The African Continental Free Trade Area Agreement: Aiding Intra-African trade towards deeper continental integration
Authors: Dennis Zaire & Tapiwa Victor Warikandwa
Affiliations: Senior Programme Manager, Konrad Adenauer, Namibia – PhD Candidate, School of Law, University of Namibia; Senior Lecturer, School of Law, University of Namibia
Source: Journal of Corporate and Commercial Law & Practice, Volume 7 Issue 2, 2021, p. 16 – 44
The signing of the African Continental Free Trade Area Agreement (AfCFTA) reflected many years of hard work by the continent’s forefathers who include Kwame Nkrumah of Ghana, Julius Nyerere of Tanzania, Jomo Kenyatta of Kenya, Kenneth Kaunda of Zambia, Patrice Lumumba of Congo, Robert Mugabe of Zimbabwe and Frantz Fanon of Algeria, but to mention a few.

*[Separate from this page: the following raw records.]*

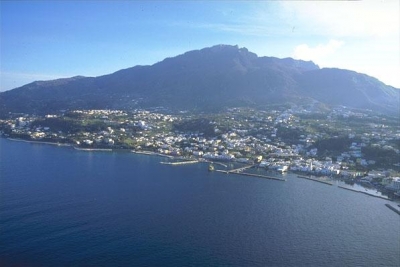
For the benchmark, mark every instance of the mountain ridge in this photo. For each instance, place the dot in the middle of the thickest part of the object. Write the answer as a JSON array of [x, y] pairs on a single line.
[[207, 79]]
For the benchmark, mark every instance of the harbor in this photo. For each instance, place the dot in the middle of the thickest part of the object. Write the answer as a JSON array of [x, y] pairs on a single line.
[[392, 208], [365, 193], [314, 179], [252, 174], [180, 162]]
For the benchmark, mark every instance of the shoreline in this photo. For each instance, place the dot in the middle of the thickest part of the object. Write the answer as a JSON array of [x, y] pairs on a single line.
[[39, 142], [198, 160]]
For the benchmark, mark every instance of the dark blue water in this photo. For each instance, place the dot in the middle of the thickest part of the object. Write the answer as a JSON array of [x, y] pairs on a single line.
[[63, 207]]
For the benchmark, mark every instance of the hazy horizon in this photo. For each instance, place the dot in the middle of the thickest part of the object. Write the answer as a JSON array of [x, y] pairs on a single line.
[[49, 40]]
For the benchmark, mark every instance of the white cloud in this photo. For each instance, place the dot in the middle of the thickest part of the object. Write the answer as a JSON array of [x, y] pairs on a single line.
[[11, 80], [318, 52], [344, 18]]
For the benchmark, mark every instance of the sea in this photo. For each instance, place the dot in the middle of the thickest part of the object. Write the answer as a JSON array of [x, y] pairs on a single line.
[[63, 207]]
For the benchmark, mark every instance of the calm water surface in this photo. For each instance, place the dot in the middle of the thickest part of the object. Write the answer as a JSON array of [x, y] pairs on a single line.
[[63, 207]]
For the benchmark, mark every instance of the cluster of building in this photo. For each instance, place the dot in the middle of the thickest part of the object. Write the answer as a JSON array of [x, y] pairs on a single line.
[[241, 135]]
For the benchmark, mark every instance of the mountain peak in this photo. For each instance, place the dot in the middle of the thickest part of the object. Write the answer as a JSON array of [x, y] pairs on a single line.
[[207, 79]]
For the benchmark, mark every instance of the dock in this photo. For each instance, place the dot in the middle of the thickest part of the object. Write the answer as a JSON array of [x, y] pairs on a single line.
[[392, 208], [385, 198], [313, 179], [252, 174], [241, 169], [180, 162]]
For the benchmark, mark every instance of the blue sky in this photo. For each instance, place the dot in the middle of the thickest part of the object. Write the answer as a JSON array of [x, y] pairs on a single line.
[[43, 40]]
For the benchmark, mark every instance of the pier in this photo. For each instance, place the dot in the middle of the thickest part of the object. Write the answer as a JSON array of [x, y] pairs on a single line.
[[313, 179], [239, 170], [252, 174], [180, 162], [385, 198]]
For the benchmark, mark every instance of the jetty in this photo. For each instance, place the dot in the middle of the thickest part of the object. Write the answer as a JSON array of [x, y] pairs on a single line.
[[350, 189], [314, 179], [241, 169], [180, 162], [392, 208], [253, 174]]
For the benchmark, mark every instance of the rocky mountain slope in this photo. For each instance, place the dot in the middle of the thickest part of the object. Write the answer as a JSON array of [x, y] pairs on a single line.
[[206, 80]]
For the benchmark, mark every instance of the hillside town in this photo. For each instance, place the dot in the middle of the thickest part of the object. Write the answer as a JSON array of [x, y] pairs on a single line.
[[357, 146]]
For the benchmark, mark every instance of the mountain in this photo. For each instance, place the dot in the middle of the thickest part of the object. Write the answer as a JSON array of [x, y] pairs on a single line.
[[206, 80]]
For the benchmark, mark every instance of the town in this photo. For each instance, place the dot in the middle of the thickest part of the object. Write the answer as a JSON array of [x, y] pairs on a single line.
[[353, 145]]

The AfCFTA also depicts the novel work of the Organisation of African Unity (OAU), and later the African Union (AU), towards shaping a vision of continental integration, embedded in the vision of the African Economic Community (AEC), a by-product of the Abuja Treaty. Vision 2030 and the long-term continental vision of Agenda 2063: ‘The Africa We Want’ are also designed to contribute towards deeper and successful continental integration. However, by now the excitement over the AfCFTA signing has subsided. For each member state, the reality of being an AfCFTA party has started to sink in. Some member states have expressed concern and fear over problems such as opening their markets and accepting continental competition, allowing free movement of persons and trade across borders. Others find it too expensive to deal with the internal political fallout from their populace’s scepticism regarding the agreement’s effects on jobs (due to increased competition) and livelihoods. This article examines the AfCFTA to determine its impact and related advantages in respect of continental trade policies. It discusses the advantages of the AfCFTA and its potential challenges.